Den Auftakt bildet eine skurrile Geschichte, die 2002 in Amsterdam beginnt. An einem Dezembermorgen schrillen im Van-Gogh-Museum die Alarmglocken. Auf einem Vordach des berühmten Gebäudes, das jährlich zwei Millionen Besucher zählt, befinden sich zwei maskierte Einbrecher. Durch ein Seitenfenster dringen sie in den Ausstellungsraum ein und entwenden zwei Bilder im Wert von 100 Millionen Euro. Nur wenige Minuten dauert die Aktion.
Vor der Kamera berichten Octave ‚Okkie‘ Durham und Henk Bieslijn, zwei Amsterdamer Gewohnheitsverbrecher, wie sie diesen Coup planten. Kein Drehbuchautor hätte sich diese ebenso abenteuerliche wie verdrehte Geschichte ausdenken können. Sie verknüpft das Schicksal zweier Ganoven mit Migrationshintergrund mit den Köpfen der Neapolitanischen Camorra sowie deren Verbindungen in die Vereinigten Arabischen Emirate. Doch der Reihe nach.
Mit dem geübten Blick eines berufsmäßigen Einbrechers fällt Okkie eines Tages auf, dass es im Van-Gogh-Museum ein von außen leicht zugängliches Fenster gab. Daraufhin klopfte er von innen mit einer Ein-Gulden-Münze gegen die Scheibe und stellte fest: Es ist nur Glas! Also besorgten sich die Diebe zwei Vorschlaghämmer, zertrümmerten damit das Fenster und schnappten sich zwei Gemälde.
Provenienzforschung der anderen Art: Der Salz-Test
Gewiss, ihr Plan war nicht so elegant wie in einschlägigen Kinofilmen. Aber er war erfolgreich. Aufschlussreich ist der Blick auf die Herkunft der Kunstdiebe aus einem sozialen Brennpunkt in Haarlem, wo beide eng vernetzt waren mit der kriminellen Szene. So standen sie in engem Kontakt zu Cor van Hout, der es durch die Entführung des Biermagnaten Alfred Heineken zu trauriger Berühmtheit gebracht hatte. Dummerweise wurde der potenzielle Abnehmer der Hehlerware kurz vor der Übergabe erschossen: Was tun mit zwei geklauten Van Goghs?

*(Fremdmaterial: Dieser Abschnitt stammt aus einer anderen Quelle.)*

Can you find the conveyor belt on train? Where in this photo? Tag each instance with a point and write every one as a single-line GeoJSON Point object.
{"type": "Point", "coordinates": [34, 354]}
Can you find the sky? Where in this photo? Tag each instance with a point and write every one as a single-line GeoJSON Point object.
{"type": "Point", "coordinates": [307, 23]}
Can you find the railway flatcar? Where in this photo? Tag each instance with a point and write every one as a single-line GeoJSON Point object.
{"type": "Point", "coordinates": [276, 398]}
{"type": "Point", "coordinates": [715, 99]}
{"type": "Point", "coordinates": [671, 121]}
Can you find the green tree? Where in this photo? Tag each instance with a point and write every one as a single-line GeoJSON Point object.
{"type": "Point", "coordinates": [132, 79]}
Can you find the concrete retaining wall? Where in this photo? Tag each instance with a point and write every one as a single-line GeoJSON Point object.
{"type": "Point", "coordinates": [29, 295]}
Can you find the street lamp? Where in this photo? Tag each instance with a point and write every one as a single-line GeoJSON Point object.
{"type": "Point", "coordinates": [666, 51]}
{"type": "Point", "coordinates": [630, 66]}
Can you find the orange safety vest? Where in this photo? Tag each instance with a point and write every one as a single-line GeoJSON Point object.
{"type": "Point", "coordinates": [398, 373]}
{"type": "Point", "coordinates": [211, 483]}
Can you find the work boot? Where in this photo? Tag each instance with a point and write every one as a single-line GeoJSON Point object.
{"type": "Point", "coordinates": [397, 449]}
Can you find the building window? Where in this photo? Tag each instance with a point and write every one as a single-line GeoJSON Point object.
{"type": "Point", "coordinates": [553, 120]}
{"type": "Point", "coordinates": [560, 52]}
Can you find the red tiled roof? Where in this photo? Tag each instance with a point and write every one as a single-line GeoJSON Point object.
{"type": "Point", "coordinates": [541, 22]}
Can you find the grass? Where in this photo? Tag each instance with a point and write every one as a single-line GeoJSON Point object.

Okkie begann sich für Kunst zu interessieren. Eines der erbeuteten Bilder, „Blick auf das Meer bei Scheveningen“, hat Van Gogh direkt vor Ort gemalt. Dabei soll salziger Sand auf die trocknende Leinwand geweht worden sein. Schmeckt das Gemälde etwa heute noch nach Salz? Um dies festzustellen, leckte der Bilderdieb das Gemälde ab: Durch diese skurrile Geschichte erscheint Kunst plötzlich in einer etwas anderen Perspektive.
Mit dem baldigen Verkauf der beiden Meisterwerke an einen italienischen Geschäftsmann verlor sich deren Spur für lange Zeit. Und so staunte die Neapolitanische Staatsanwältin Vincenza Marra nicht schlecht, als ihr 2016 bei einem gelungnen Zugriff in der Villa des berüchtigten Mafiabosses Raffaele Imperiale auch zwei Gemälde von Van Gogh in die Hände fielen: Der Pate, offenbar ein Kunstfreund, war zwischenzeitlich in Dubai untergetaucht.
Neben den beiden schlitzohrigen Einbrechern schildern Ermittler die Aufklärung des spektakulären Falles aus polizeitaktischer Sicht. In den Fokus gerät dabei auch das Problem der politischen Korrektheit. Einer der beiden Kunstdiebe konnte sich seiner Verhaftung zwischenzeitlich durch eine artistische Klettertour entziehen.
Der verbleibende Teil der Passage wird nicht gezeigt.